The brain is better at processing the worst "known" than the "unknown". The whole uncertainty of the pandemic, its course, guidelines, treatment is changing almost weekly and this is the most challenging aspect for people. It is really important to scale up mental health services, whether it is through helplines, counsellors or psychiatrists," she added.

Dr. Himani Khanna, Developmental Pediatrician & Co-Founder of Continua Kids explained that the daily lives of individuals and children have changed.

"The challenges being faced by people from various sectors like front-line workers going to work with the fear of bringing the infection home, students adjusting to online schools with complete absence of peer interactions, threatened livelihood , poverty due to unemployment, loss of lives to dear ones have led to the increase in the mental health concerns.

Investment in mental health programs, providing psychosocial support, building a task force to support the mental health needs of individuals and bringing awareness can help us build an emotionally resilient society," she opined.

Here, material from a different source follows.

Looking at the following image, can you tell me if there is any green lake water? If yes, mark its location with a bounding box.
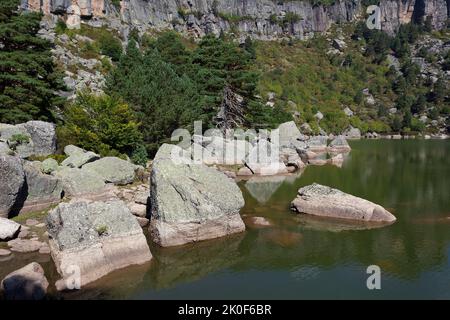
[0,140,450,299]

Gopi Krishnaswamy , Mindfulness Coach & Regional Lead at Google born Search Inside Yourself Leadership Institute stated, "The stress we create results in the professional and personal setbacks. Not the other way around. We tend to blame things around us for the stress in our lives when stress is nothing but our response to the things around us. When we change the way we look at things, the things we look at, change. A lot of the 'pressure' therefore is due to poor mental health. Improving it through physical and mental discipline and training reduces the way we perceive pressure."

Photographer and Indian Mom influencer, Shweta Tanwar Mukherjee expects the people to address mental health issues as they respond to any physical illness.

"This year's 'World Mental Health Day' comes at a time when everybody's been staying indoors, with our day-to-day activities being disrupted, and many of us have felt the negative effects on our mental health. Mentally it has been a tough journey for all of us with adverse impacts on our body too. We should take care of our mind like we care about our body. It's crucial to follow meditation routines, regular exercises, a healthy good diet and communication with family and friends will be an exemplary effort towards infusing positive energy in yourself," she stated.

However, it has been observed that there is a stigma attached to mental illness.

Dr. Pallavi Joshi, Consultant – Psychiatrist at Manipal Hospitals, agrees that there is indeed a stigma even in metros, but the situation is changing slowly but definitely.